2. Affirm Your Values

Use self-affirmations to help you to maintain your resolve, advises psychologist Jeremy Dean. Remind yourself of your core values by stating them out loud. Repeating affirmations such as, "I believe in fidelity and commitment" and "I am a respectful person who honors others" can help you to avoid the temptation to move your relationship with a married man in an inappropriate direction. Your subconscious hears what you say out loud, so if you're proclaiming your respect for the position of the man's wife, you'll be less tempted to indulge your desire to turn him into your confidant.

3. Improve Your Life

If you're engaging in inappropriate emotional intimacy with a married man, you may be bored or otherwise dissatisfied with your life. Rather than adding the wrong kind of spice to life by pursuing such a relationship, add interest to your life by making new friends, developing new hobbies and otherwise seeking to live life to the fullest in ways that will produce positive outcomes in the future.

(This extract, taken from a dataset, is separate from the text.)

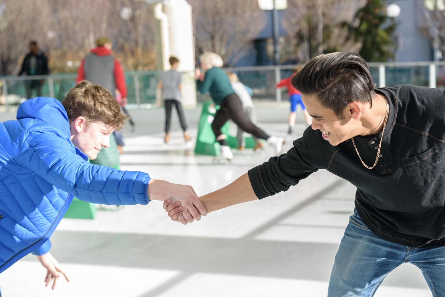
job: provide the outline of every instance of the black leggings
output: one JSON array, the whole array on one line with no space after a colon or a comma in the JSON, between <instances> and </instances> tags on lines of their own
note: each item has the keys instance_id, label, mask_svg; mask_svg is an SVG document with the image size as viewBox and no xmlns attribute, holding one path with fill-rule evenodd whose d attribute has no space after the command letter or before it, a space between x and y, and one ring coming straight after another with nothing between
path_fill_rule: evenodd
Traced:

If you focus on improving your salsa-dancing skills after work three times a week instead of meeting your married friend for drinks, in a couple of years you'll be an expert salsa dancer instead of someone who contributed to the breakup of a marriage.

4. Choose Friends Wisely

You'll find it easier to avoid engaging in an inappropriate affair if you choose friends who discourage you from such actions. On the other hand, if your friends are wild and free-wheeling people who have an "anything goes" attitude towards marriage, you'll be more likely to follow your feelings into what could turn out to be a real mess. Your moral compass can be affected by your friends, says psychiatrist Gail Saltz. The motivational speaker Jim Rohn once said, "You are the average of the five people you spend the most time with." Since you will tend to become a composite of your five closest friends, choose wisely, and you'll be better able to resist temptation.